Pathology/Lab Coding Alert

Reader Question:

Sterilization - Reason Is Key

Question: When the pathologist evaluates fallopian tubes removed for sterilization, what procedure codes should we use? Also, is V26.51 or V25.2 the correct diagnosis code?

Connecticut Subscriber

Answer: The correct ICD-9-CM code for sterilization is V25.2 (Sterilization), which includes "admission for interruption of fallopian tubes or vas deferens." ICD-9 lists the other code you mentioned, V26.51 (Tubal ligation status), for secondary diagnosis only. As a status and secondary diagnosis code, you should not list it as the primary reason for the procedure.
 
If the surgeon does not separately identify the products of sterilization (fallopian tubes), you should report the pathologist's examination as 88302 (Level II - Surgical pathology, gross and microscopic examination, fallopian tube, sterilization).

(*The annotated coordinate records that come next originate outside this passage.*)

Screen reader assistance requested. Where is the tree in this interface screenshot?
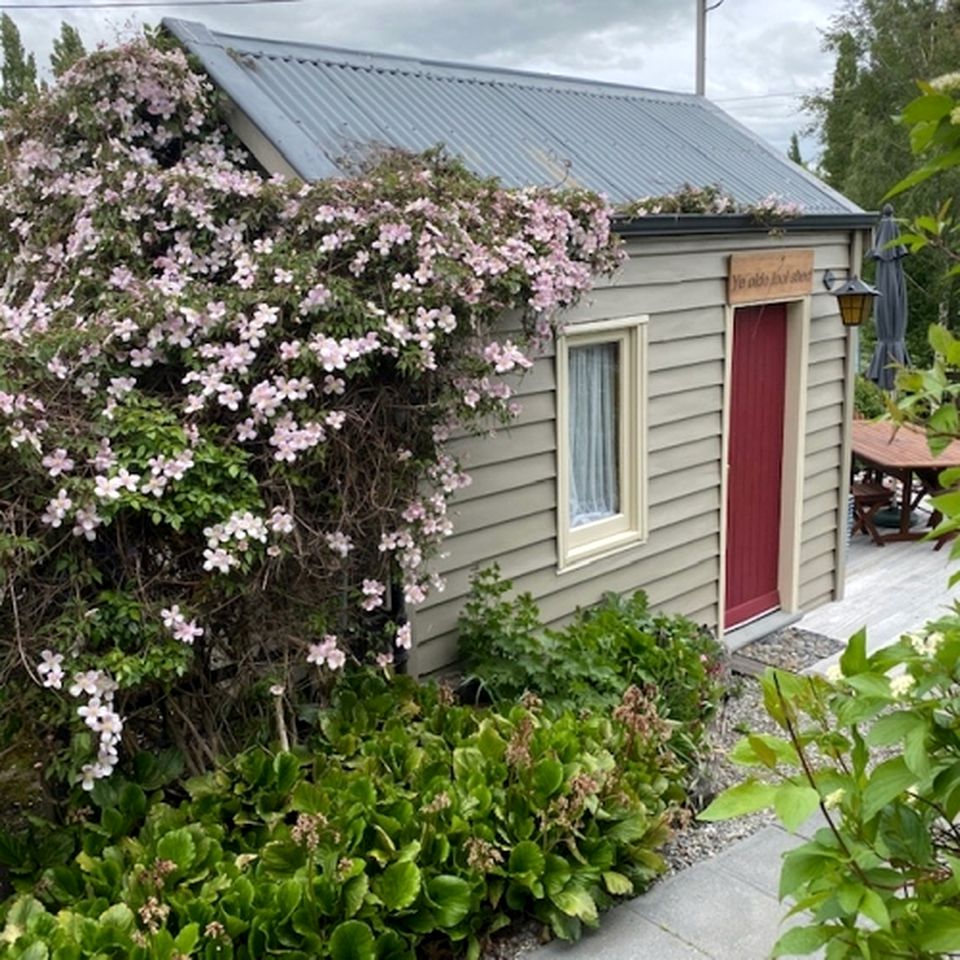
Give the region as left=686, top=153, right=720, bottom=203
left=805, top=0, right=960, bottom=364
left=787, top=133, right=806, bottom=167
left=0, top=13, right=37, bottom=107
left=50, top=22, right=87, bottom=77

But if the surgeon separately identifies right and left tubes from the sterilization for examination, the pathologist should list a diagnosis for each tube, and you should report 88302 x 2.
 
Although other surgical pathology codes list fallopian tube as a specimen, 88302 is the correct code for tubes removed for sterilization. The other fallopian tube codes are 88305 (Level IV - Surgical pathology, gross and microscopic examination, fallopian tube, biopsy), or (... fallopian tube, ectopic pregnancy). CPT also bundles fallopian tube with ovary when the ovary is the primary specimen (88305, ... ovary with or without tube, non-neoplastic) or 88307 (Level V - Surgical pathology, gross and microscopic examination, ovary with or without tube, neoplastic).